Unlike almost everywhere else in Alaska, there are no bears on Annette Island, a relief to those who fear encounters with bruins. A short hiking trail runs from the corner of Milton Street and Airport Road on the southeast edge of town along Skaters Lake, a large pond where native plants and ducks can be observed.
Yellow Hill, a 540-foot-tall fragment of 150-million-year-old sandstone, is unique in Southeast Alaska. The rock is rich in iron and magnesium, giving it a lovely desert-like yellow color set off by gnarled old lodgepole pines. An easy boardwalk trail (20 minutes each way) leads up to its summit, where you can catch panoramic vistas of the western side of Annette along with the snowcapped peaks of nearby Prince of Wales Island. Get there by walking or hitching 1.5 miles south from town on Airport Road to the signed trailhead on the right side. Some people claim to see George Washington’s profile in a nearby mountain visible from Yellow Hill.
Two trails access alpine lakes in the mountains east of Metlakatla. The Chester Lake Trail starts at the end of the road, 0.25 mile beyond the ferry terminal. From the trail there are views over the impressive Chester Lake Falls, which first attracted Duncan’s flock to Annette Island. The trail climbs steeply up steps and a slippery path along a waterline used for power generation. Plan on 45 minutes to reach beautiful Chester Lake, where there’s a small dam. From this point, the country is above the tree line and it’s possible to climb along several nearby ridges for even better views. Good camping sites are available, but be careful coming up the steep slippery path with a pack.

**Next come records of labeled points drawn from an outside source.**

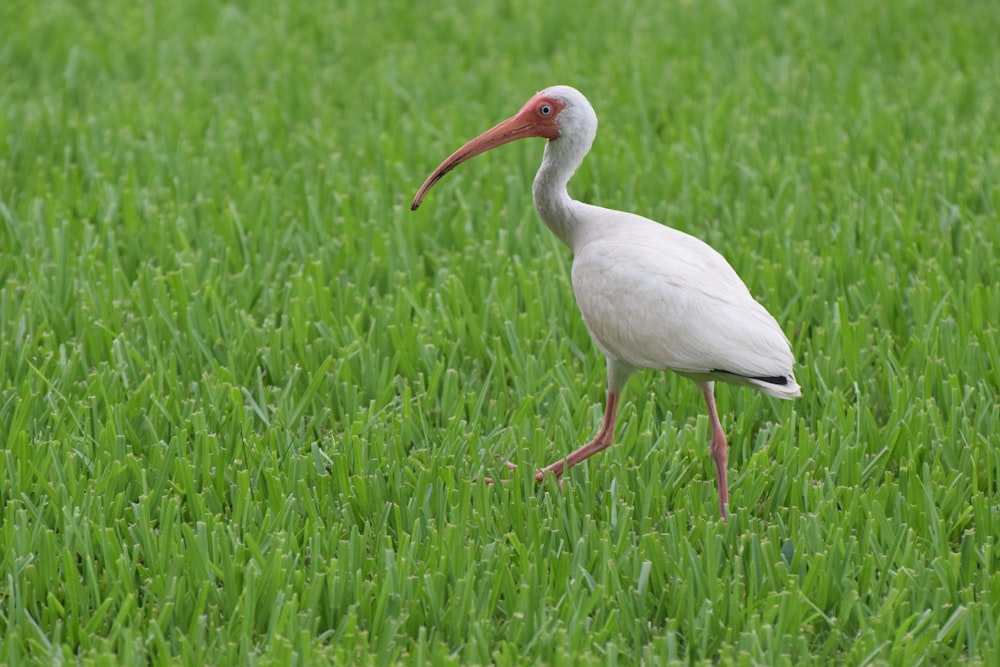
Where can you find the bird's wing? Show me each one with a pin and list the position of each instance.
(658, 298)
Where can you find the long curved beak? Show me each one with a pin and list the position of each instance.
(516, 127)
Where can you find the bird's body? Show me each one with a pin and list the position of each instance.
(651, 296)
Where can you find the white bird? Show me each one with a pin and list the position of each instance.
(651, 296)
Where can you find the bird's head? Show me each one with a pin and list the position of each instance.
(560, 114)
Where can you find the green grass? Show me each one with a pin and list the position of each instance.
(244, 392)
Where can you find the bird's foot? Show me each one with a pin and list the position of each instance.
(539, 475)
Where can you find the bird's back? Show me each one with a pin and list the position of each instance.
(654, 297)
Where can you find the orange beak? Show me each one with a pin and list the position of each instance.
(528, 122)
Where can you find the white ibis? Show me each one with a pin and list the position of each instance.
(651, 296)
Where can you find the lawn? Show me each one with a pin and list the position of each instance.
(246, 394)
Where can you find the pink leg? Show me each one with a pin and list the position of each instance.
(602, 440)
(717, 448)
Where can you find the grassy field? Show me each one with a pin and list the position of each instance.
(245, 393)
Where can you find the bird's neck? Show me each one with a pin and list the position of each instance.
(552, 200)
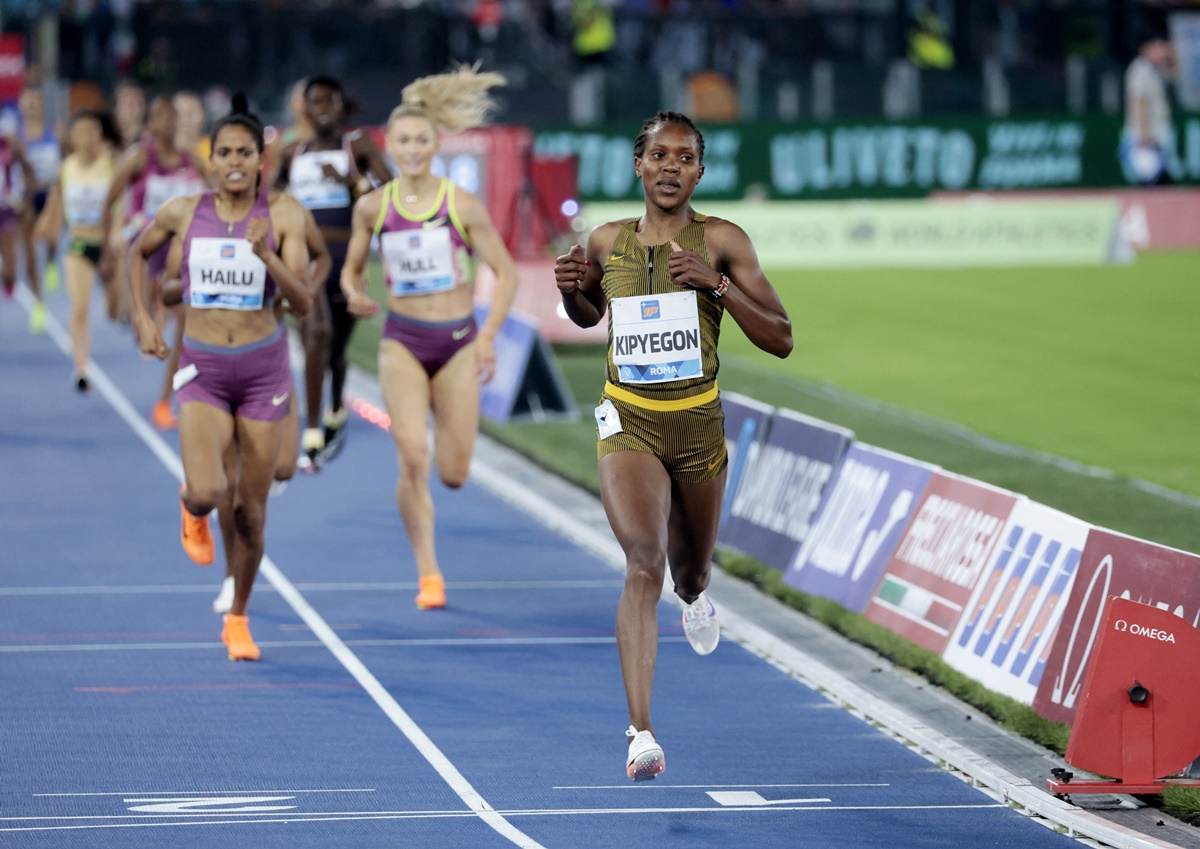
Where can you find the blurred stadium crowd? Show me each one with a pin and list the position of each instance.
(613, 60)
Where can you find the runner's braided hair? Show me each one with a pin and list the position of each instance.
(661, 118)
(240, 115)
(454, 101)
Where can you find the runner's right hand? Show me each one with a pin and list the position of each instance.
(360, 305)
(570, 269)
(150, 337)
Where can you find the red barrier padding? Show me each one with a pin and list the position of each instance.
(1137, 720)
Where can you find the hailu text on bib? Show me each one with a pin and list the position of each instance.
(225, 274)
(655, 338)
(84, 203)
(419, 262)
(309, 185)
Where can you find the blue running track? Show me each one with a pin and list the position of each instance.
(498, 722)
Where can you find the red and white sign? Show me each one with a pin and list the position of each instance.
(12, 66)
(937, 563)
(1113, 565)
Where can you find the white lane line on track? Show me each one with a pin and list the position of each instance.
(391, 709)
(196, 793)
(366, 816)
(481, 642)
(696, 787)
(365, 586)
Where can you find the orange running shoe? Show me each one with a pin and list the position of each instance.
(235, 634)
(433, 592)
(196, 536)
(163, 417)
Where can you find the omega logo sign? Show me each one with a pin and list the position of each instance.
(1143, 631)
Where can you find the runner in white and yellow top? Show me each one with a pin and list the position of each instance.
(77, 202)
(665, 280)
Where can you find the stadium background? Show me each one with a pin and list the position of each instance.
(1077, 379)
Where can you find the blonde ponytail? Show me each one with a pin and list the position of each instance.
(454, 101)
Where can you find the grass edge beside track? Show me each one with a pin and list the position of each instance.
(568, 450)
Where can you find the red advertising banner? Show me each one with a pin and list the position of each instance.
(940, 558)
(1113, 565)
(12, 66)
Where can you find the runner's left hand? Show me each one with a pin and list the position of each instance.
(485, 357)
(256, 234)
(688, 269)
(331, 173)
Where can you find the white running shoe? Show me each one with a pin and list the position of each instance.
(701, 626)
(646, 759)
(225, 598)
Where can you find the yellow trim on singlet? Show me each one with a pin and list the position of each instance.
(660, 405)
(454, 217)
(391, 198)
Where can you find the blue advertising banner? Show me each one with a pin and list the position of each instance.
(514, 344)
(527, 384)
(858, 525)
(1009, 625)
(778, 497)
(745, 428)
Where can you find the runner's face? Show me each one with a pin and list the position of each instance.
(235, 160)
(670, 166)
(31, 104)
(323, 107)
(412, 144)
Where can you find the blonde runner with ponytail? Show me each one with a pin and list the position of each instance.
(454, 101)
(433, 354)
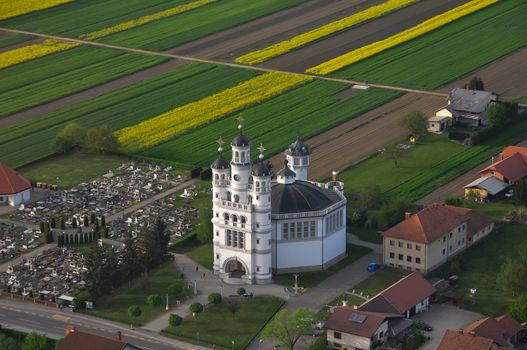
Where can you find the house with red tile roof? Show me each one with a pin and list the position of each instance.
(434, 235)
(14, 188)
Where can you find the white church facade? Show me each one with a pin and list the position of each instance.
(263, 226)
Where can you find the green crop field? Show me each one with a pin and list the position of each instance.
(302, 112)
(29, 141)
(450, 52)
(42, 80)
(80, 17)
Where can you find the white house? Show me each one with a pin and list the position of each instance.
(263, 226)
(14, 188)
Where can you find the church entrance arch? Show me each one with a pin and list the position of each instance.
(235, 268)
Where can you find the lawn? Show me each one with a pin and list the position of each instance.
(311, 279)
(115, 306)
(481, 264)
(302, 112)
(216, 326)
(31, 140)
(71, 169)
(423, 156)
(51, 77)
(476, 40)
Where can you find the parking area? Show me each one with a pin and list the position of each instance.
(442, 317)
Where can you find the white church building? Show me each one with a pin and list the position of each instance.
(263, 226)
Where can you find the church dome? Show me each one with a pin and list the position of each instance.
(220, 163)
(300, 197)
(298, 149)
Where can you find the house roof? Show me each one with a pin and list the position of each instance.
(498, 329)
(490, 184)
(79, 340)
(456, 340)
(400, 296)
(11, 182)
(360, 323)
(435, 221)
(472, 101)
(514, 167)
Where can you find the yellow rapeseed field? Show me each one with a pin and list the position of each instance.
(320, 32)
(30, 52)
(167, 125)
(12, 8)
(145, 19)
(399, 38)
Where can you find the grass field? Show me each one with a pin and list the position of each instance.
(217, 326)
(71, 169)
(303, 112)
(311, 279)
(115, 306)
(481, 264)
(42, 80)
(31, 140)
(423, 156)
(476, 40)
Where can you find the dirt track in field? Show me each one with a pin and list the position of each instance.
(356, 139)
(89, 93)
(260, 33)
(381, 28)
(507, 77)
(455, 187)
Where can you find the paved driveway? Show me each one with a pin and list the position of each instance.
(443, 317)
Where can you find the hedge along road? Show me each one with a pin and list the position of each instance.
(235, 65)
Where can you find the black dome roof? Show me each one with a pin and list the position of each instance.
(300, 196)
(240, 140)
(220, 163)
(261, 170)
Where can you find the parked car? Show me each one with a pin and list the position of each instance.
(373, 266)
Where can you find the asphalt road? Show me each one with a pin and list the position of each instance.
(28, 317)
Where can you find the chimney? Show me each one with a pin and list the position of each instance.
(335, 176)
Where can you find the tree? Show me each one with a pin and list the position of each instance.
(100, 139)
(214, 298)
(154, 300)
(174, 320)
(393, 151)
(288, 326)
(69, 138)
(34, 341)
(233, 305)
(195, 308)
(475, 84)
(518, 309)
(416, 123)
(134, 312)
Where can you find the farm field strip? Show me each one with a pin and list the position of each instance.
(479, 39)
(303, 112)
(31, 140)
(321, 32)
(402, 37)
(10, 8)
(165, 126)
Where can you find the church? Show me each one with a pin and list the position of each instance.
(264, 226)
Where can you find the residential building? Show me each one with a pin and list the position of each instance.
(434, 235)
(263, 227)
(468, 107)
(348, 328)
(14, 188)
(80, 340)
(407, 297)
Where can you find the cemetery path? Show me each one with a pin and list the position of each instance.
(151, 200)
(34, 252)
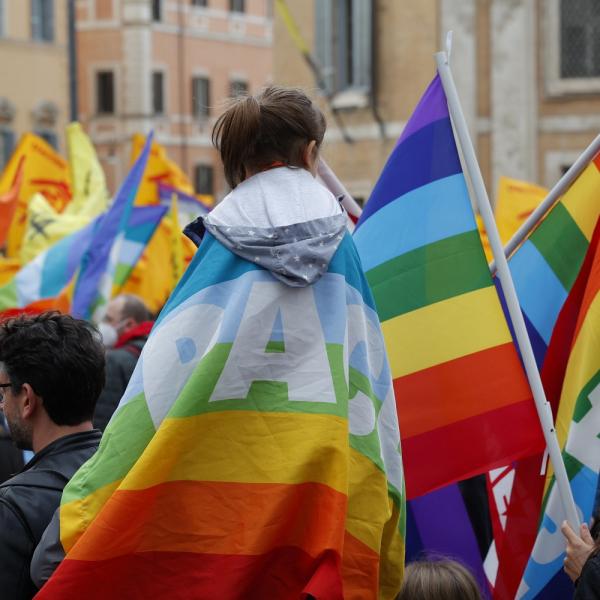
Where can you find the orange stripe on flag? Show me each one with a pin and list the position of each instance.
(216, 518)
(444, 398)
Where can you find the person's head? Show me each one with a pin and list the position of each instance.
(51, 374)
(278, 126)
(123, 312)
(442, 579)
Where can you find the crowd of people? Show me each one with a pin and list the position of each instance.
(61, 380)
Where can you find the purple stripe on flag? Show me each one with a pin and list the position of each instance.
(432, 107)
(445, 529)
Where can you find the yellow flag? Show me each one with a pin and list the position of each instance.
(8, 269)
(45, 227)
(515, 201)
(160, 169)
(176, 242)
(44, 172)
(90, 196)
(152, 279)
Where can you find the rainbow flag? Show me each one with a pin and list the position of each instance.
(544, 269)
(255, 453)
(579, 414)
(459, 384)
(552, 255)
(100, 262)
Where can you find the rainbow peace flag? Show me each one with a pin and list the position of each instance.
(255, 453)
(578, 416)
(459, 384)
(545, 266)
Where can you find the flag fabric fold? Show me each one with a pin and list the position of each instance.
(90, 195)
(458, 380)
(44, 172)
(96, 275)
(50, 272)
(255, 453)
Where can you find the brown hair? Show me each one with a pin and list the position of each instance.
(274, 126)
(442, 579)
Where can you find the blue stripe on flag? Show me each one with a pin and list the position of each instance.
(427, 155)
(428, 214)
(222, 261)
(540, 292)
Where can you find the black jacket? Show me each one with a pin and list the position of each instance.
(27, 503)
(11, 458)
(120, 363)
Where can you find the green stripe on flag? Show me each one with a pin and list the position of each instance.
(127, 443)
(583, 404)
(429, 274)
(561, 243)
(264, 396)
(122, 272)
(8, 295)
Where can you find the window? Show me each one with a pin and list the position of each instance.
(158, 101)
(49, 136)
(237, 5)
(7, 145)
(203, 179)
(156, 10)
(200, 96)
(105, 93)
(42, 20)
(343, 43)
(579, 38)
(237, 87)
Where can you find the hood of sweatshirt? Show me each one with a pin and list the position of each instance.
(282, 219)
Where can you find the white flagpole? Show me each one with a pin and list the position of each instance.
(336, 187)
(485, 210)
(561, 186)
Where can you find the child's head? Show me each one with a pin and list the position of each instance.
(279, 125)
(438, 580)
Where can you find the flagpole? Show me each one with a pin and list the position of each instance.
(485, 210)
(336, 187)
(562, 185)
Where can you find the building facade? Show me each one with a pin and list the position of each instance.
(170, 66)
(34, 63)
(527, 72)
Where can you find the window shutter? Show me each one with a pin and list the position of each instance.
(362, 14)
(324, 41)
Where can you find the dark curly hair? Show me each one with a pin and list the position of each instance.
(60, 357)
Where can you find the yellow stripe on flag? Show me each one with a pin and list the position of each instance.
(582, 200)
(192, 448)
(445, 331)
(582, 366)
(72, 514)
(369, 507)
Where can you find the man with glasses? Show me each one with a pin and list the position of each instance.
(51, 374)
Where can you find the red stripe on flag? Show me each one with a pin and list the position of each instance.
(469, 447)
(438, 396)
(516, 543)
(281, 574)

Farther afield and not quite as scenic is the Purple Lake Trail. Take Airport Road four miles south of town and turn left near the Quonset huts at the unmarked Purple Mountain Road. Follow it two miles to the power plant. The unmarked trail heads directly up a steep jeep road. After a 30-minute climb you reach a saddle, and from there you can head up adjacent ridges into the alpine area or drop down to Purple Lake (10 minutes). Another place worth a look is the aptly named Sand Dollar Beach on the southwest end of the island. Ask locally for directions.
The flat country around Metlakatla contains a labyrinth of dirt roads built during World War II, and if you have a mountain bike or car, they’re well worth exploring. You’ll find abandoned structures of all types: huge communications towers, strangely quiet empty hangars, old gun emplacements, and a major airport with no planes. From the south end of the road network are excellent views of Prince of Wales and Duke Islands, as well as the open sea beyond Dixon Entrance. This is the southernmost road in Alaska.